An individual dog that is a cross between two purebred dogs of different breeds is known as a dog hybrid. These dogs are also commonly referred to as crossbreeds or crossbreds, although the term crossbreed is also used to refer to a mixed-breed dog – one that has a complex ancestry as the breed of only one parent or grandparent is known.
The term hybrid dog, also known as designer dog, does not have a consistent meaning as they may be first generation crosses from two purebred breeds, or any of various backcrosses, or the result of breeding successive generations of crosses in an effort to create a new breed of purebred dog, or outcrosses of any of those.
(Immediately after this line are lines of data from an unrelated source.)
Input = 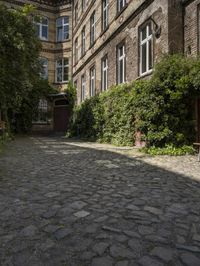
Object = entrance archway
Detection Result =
[53,99,70,132]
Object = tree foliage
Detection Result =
[0,5,55,133]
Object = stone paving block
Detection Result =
[74,211,90,218]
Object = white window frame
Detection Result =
[34,16,49,41]
[117,43,126,84]
[56,16,69,42]
[56,58,69,83]
[81,26,86,56]
[101,55,108,91]
[81,74,86,102]
[90,11,96,46]
[140,22,153,76]
[102,0,109,31]
[81,0,86,12]
[117,0,126,13]
[40,57,49,80]
[74,37,79,64]
[90,66,96,97]
[74,1,78,25]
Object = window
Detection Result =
[90,12,96,46]
[102,0,109,31]
[81,0,86,12]
[81,27,85,56]
[56,58,69,82]
[74,38,78,63]
[117,43,126,84]
[56,17,69,42]
[101,56,108,91]
[90,67,96,97]
[34,17,49,40]
[81,74,85,102]
[40,58,48,79]
[117,0,126,13]
[74,2,78,24]
[140,22,153,75]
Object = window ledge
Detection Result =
[115,3,128,20]
[100,25,109,37]
[136,69,153,80]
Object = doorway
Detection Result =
[54,99,70,132]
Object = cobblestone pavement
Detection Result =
[0,137,200,266]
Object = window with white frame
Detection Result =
[117,43,126,84]
[34,17,49,40]
[140,22,153,75]
[90,66,96,97]
[101,56,108,91]
[81,0,86,12]
[81,27,85,56]
[40,57,48,79]
[81,74,85,102]
[90,11,96,46]
[117,0,126,13]
[74,37,78,63]
[56,58,69,83]
[102,0,109,30]
[74,2,78,24]
[56,16,69,42]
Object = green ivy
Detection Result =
[140,145,196,156]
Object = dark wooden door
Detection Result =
[54,106,70,132]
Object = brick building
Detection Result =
[2,0,200,140]
[3,0,72,131]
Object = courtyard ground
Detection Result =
[0,137,200,266]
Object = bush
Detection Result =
[70,55,200,150]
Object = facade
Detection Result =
[4,0,72,132]
[2,0,200,139]
[73,0,183,103]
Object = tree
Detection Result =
[0,5,55,130]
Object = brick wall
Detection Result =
[5,0,72,91]
[73,0,175,103]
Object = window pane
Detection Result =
[64,17,69,24]
[42,26,48,39]
[42,17,48,25]
[148,40,153,70]
[142,43,147,73]
[57,67,62,82]
[35,24,40,38]
[64,58,69,66]
[56,18,62,26]
[57,27,62,41]
[142,27,147,41]
[119,60,123,83]
[64,67,69,81]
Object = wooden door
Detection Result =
[54,106,70,132]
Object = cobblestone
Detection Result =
[0,137,200,266]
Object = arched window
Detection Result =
[56,16,69,42]
[34,17,49,40]
[40,57,48,79]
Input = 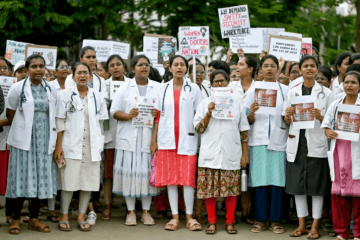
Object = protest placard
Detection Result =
[335,104,360,141]
[291,95,315,129]
[269,35,302,62]
[301,38,312,55]
[5,40,28,65]
[254,82,279,115]
[178,26,210,56]
[258,28,285,52]
[211,87,235,120]
[218,5,250,38]
[229,28,264,53]
[132,97,156,128]
[0,76,17,99]
[25,44,57,70]
[82,39,130,62]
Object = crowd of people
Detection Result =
[0,46,360,240]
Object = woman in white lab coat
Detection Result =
[54,62,108,231]
[110,55,160,226]
[321,71,360,240]
[244,55,288,234]
[6,55,57,234]
[283,55,333,238]
[65,46,107,97]
[193,70,250,234]
[101,54,130,220]
[151,55,202,231]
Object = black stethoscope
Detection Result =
[161,80,191,116]
[19,77,51,111]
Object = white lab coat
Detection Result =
[244,82,289,151]
[282,82,334,162]
[110,78,160,153]
[321,95,360,181]
[193,97,250,170]
[157,79,202,156]
[104,75,131,149]
[56,85,109,162]
[6,77,57,154]
[65,73,107,98]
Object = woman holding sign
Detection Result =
[194,70,250,234]
[151,55,202,231]
[54,62,108,232]
[6,55,57,234]
[321,71,360,240]
[110,55,160,226]
[244,55,288,234]
[283,55,333,239]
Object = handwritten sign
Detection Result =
[229,28,263,53]
[179,26,210,56]
[25,44,57,70]
[269,35,302,62]
[0,76,17,99]
[110,81,124,100]
[218,5,250,38]
[132,97,156,128]
[5,40,28,65]
[83,39,130,62]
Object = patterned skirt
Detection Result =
[197,167,241,199]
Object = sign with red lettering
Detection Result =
[179,26,210,56]
[218,5,250,38]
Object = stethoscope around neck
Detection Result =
[161,80,191,116]
[19,77,51,111]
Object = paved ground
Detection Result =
[0,197,334,240]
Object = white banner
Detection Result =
[218,5,250,38]
[82,39,130,62]
[178,26,210,56]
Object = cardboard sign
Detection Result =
[269,35,302,62]
[25,44,57,70]
[218,5,250,38]
[82,39,130,62]
[0,76,17,99]
[258,28,285,52]
[301,38,312,55]
[229,28,263,54]
[5,40,28,65]
[178,26,210,56]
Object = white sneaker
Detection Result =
[86,211,96,226]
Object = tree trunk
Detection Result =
[355,0,360,52]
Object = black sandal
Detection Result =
[205,223,216,235]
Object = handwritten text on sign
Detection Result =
[179,26,210,56]
[218,5,250,38]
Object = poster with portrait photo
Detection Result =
[291,96,315,129]
[255,82,279,115]
[25,44,57,70]
[335,104,360,141]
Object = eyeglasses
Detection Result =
[57,65,71,70]
[262,64,277,68]
[109,62,122,67]
[76,71,90,76]
[136,63,150,68]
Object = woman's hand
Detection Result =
[129,108,139,120]
[150,140,157,157]
[53,146,64,163]
[310,108,324,122]
[151,108,157,118]
[250,102,260,114]
[325,128,337,140]
[240,154,249,168]
[206,102,215,116]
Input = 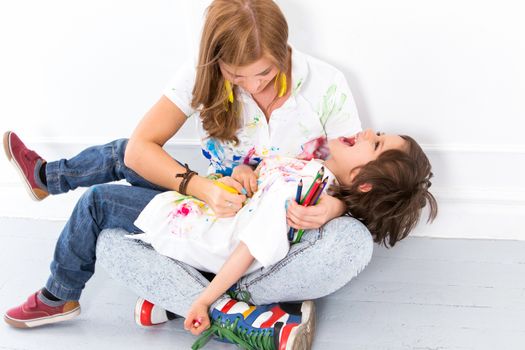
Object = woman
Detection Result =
[4,0,372,349]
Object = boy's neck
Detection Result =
[323,157,341,182]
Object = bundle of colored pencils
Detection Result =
[288,167,328,243]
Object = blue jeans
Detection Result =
[46,139,373,315]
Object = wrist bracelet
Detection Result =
[175,164,197,196]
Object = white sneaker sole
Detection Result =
[286,300,315,350]
[4,306,80,328]
[4,131,48,202]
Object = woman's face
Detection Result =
[219,57,279,95]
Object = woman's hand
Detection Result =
[232,164,257,197]
[286,194,345,230]
[187,176,246,218]
[184,300,210,335]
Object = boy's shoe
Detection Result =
[192,299,315,350]
[135,298,177,327]
[4,291,80,328]
[4,131,49,201]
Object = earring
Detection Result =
[224,79,233,103]
[273,72,286,97]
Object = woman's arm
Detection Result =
[124,96,196,190]
[286,194,346,230]
[124,96,246,217]
[184,242,254,335]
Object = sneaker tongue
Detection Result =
[27,292,38,309]
[22,149,39,160]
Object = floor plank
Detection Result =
[0,218,525,350]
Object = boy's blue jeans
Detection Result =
[46,139,373,315]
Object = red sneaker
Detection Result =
[135,298,169,327]
[4,291,80,328]
[4,131,49,201]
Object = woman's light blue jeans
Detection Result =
[46,139,373,315]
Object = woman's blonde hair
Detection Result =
[191,0,289,143]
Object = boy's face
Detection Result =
[328,129,406,185]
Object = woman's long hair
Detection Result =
[191,0,289,143]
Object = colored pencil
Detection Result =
[213,180,239,194]
[312,176,328,205]
[293,176,328,243]
[302,178,322,207]
[288,179,303,242]
[299,167,324,205]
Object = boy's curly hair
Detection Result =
[330,135,437,247]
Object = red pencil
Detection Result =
[302,178,322,207]
[311,176,328,205]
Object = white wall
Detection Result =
[0,0,525,239]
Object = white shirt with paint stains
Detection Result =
[129,156,335,273]
[164,48,361,175]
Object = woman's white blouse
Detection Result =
[164,48,361,175]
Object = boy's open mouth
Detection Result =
[339,136,356,147]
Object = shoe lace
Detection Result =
[191,316,275,350]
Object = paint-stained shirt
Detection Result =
[164,48,361,175]
[129,156,335,273]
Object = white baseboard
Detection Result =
[0,140,525,240]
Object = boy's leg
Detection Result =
[46,139,167,194]
[233,217,373,305]
[6,184,166,327]
[3,131,166,200]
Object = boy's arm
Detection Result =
[195,242,254,306]
[184,242,254,335]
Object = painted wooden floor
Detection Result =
[0,218,525,350]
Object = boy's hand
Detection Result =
[232,164,257,197]
[286,194,345,230]
[184,301,210,335]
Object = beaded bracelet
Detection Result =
[175,164,197,196]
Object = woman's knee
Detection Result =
[319,217,374,280]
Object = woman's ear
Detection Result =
[358,182,372,193]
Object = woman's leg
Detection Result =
[97,217,373,315]
[233,217,373,305]
[97,229,209,315]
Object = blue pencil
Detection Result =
[288,179,303,242]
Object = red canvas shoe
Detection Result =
[4,291,80,328]
[4,131,49,201]
[135,298,178,327]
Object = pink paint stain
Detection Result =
[243,147,255,164]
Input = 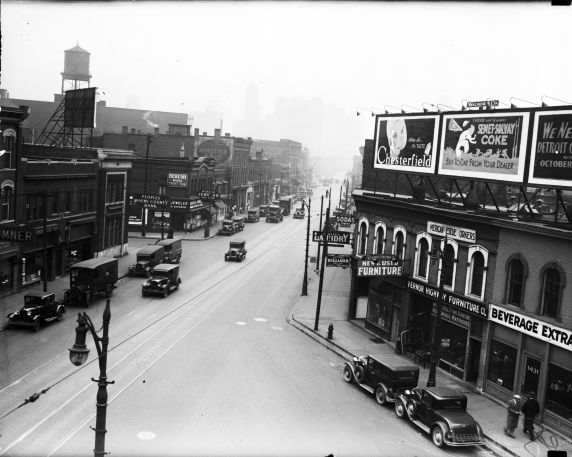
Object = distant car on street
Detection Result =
[7,292,66,332]
[343,355,419,405]
[395,387,484,447]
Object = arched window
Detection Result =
[392,226,406,260]
[414,233,431,280]
[506,259,524,306]
[465,246,489,300]
[356,218,369,255]
[373,222,385,254]
[541,267,562,319]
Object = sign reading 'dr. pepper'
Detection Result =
[490,305,572,351]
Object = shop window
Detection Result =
[541,267,562,319]
[506,259,524,307]
[439,241,458,289]
[414,233,431,280]
[487,340,517,391]
[356,219,368,255]
[373,222,385,254]
[465,246,488,300]
[392,226,407,260]
[546,363,572,420]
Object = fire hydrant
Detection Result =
[328,324,334,340]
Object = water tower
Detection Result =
[61,45,91,94]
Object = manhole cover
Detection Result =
[370,338,385,344]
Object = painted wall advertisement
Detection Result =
[438,112,529,182]
[373,115,439,174]
[528,110,572,187]
[489,304,572,351]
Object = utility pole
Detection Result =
[314,207,330,330]
[302,198,312,295]
[316,195,324,270]
[141,133,151,236]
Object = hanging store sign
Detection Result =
[407,279,489,319]
[167,173,189,188]
[489,304,572,351]
[357,256,403,278]
[326,254,350,268]
[438,112,530,182]
[427,221,477,243]
[373,115,439,174]
[528,110,572,187]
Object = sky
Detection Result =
[0,0,572,173]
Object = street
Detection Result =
[0,199,491,457]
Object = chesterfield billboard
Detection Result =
[528,110,572,187]
[438,111,530,183]
[373,115,439,174]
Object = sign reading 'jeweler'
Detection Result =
[312,230,352,244]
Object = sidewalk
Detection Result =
[289,268,572,457]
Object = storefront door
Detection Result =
[522,355,540,395]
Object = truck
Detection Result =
[266,205,284,222]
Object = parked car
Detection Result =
[129,244,165,278]
[292,208,306,219]
[155,238,183,263]
[141,263,181,298]
[232,216,244,232]
[218,219,238,235]
[7,292,66,332]
[246,209,260,222]
[343,355,419,405]
[64,257,119,306]
[395,387,484,447]
[224,240,246,262]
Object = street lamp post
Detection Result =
[427,237,447,387]
[302,198,312,295]
[69,299,115,457]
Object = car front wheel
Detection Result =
[431,425,445,448]
[395,400,406,419]
[344,365,354,382]
[375,386,387,406]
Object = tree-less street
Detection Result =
[0,197,489,456]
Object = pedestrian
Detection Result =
[504,394,521,438]
[522,392,540,441]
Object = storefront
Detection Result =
[485,305,572,435]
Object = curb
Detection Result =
[286,314,519,457]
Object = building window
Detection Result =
[506,259,524,307]
[465,246,488,300]
[0,186,13,221]
[414,233,431,280]
[373,222,385,254]
[546,363,572,418]
[356,219,368,255]
[392,226,406,260]
[541,267,562,319]
[440,242,457,289]
[487,340,516,391]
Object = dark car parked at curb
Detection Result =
[395,387,484,447]
[6,292,66,332]
[129,244,165,278]
[224,240,246,262]
[343,355,419,405]
[155,238,183,263]
[141,263,181,298]
[64,257,119,306]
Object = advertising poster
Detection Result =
[528,110,572,187]
[373,115,439,174]
[438,112,529,182]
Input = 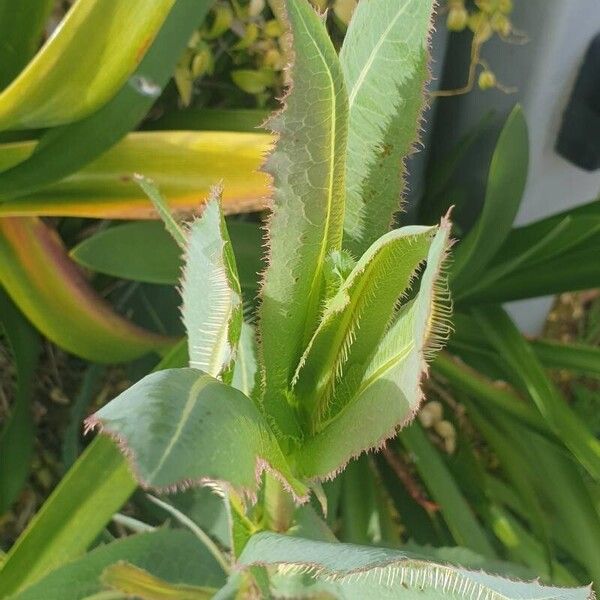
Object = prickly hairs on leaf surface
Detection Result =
[89,0,449,499]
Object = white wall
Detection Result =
[428,0,600,333]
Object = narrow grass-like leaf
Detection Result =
[490,200,600,267]
[133,173,186,248]
[0,131,272,219]
[0,437,136,600]
[0,0,54,89]
[10,529,225,600]
[0,0,212,198]
[466,401,600,581]
[452,106,529,291]
[531,340,600,377]
[296,220,450,478]
[340,0,435,256]
[87,368,307,500]
[293,226,435,426]
[399,422,495,557]
[0,218,174,363]
[0,289,40,515]
[0,0,174,129]
[239,533,593,600]
[474,307,600,480]
[144,106,270,133]
[259,0,348,437]
[181,189,242,383]
[101,562,217,600]
[461,244,600,305]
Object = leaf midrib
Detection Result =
[297,1,337,346]
[148,375,211,483]
[348,1,409,110]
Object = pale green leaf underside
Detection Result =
[297,220,450,478]
[181,191,242,379]
[294,226,435,430]
[340,0,435,255]
[260,0,348,437]
[9,529,225,600]
[231,322,258,398]
[87,368,306,499]
[0,0,174,129]
[239,533,593,600]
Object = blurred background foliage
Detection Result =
[0,0,600,597]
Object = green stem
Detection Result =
[264,473,294,533]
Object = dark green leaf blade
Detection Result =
[340,0,435,257]
[259,0,348,438]
[86,368,307,500]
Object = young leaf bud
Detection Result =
[478,69,497,90]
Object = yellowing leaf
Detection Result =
[0,0,174,129]
[0,218,174,363]
[0,131,272,219]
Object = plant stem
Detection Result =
[264,473,294,533]
[146,494,231,574]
Some breeders are now selectively breeding dog hybrids. Such breeders are often criticised for being more interested in profit than in dog health and welfare due to the exorbitant prices often charged for these puppies. Those who oppose the process also state that the ‘impulse buy’ nature of such purchases leads to a high abandonment rate and argue that a lack of pedigree history means buyers will not be aware of genetic illnesses or defective genes in the breeding lines.
However, those in favour of dog hybrids argue all modern dog breeds were created from earlier breeds and types of dogs through the same kind of selective breeding that is used to create designer dogs. They also state that selective cross breeding helps provide pets for people with allergies and sensitivities.
Dog hybrids are not recognised by the major dog registries as crossbreeds are not one breed of dog, but two. If crossbreed dogs are bred together for some period of time, and their breeding is well documented, they may eventually be considered a new breed of dog by major dog registries.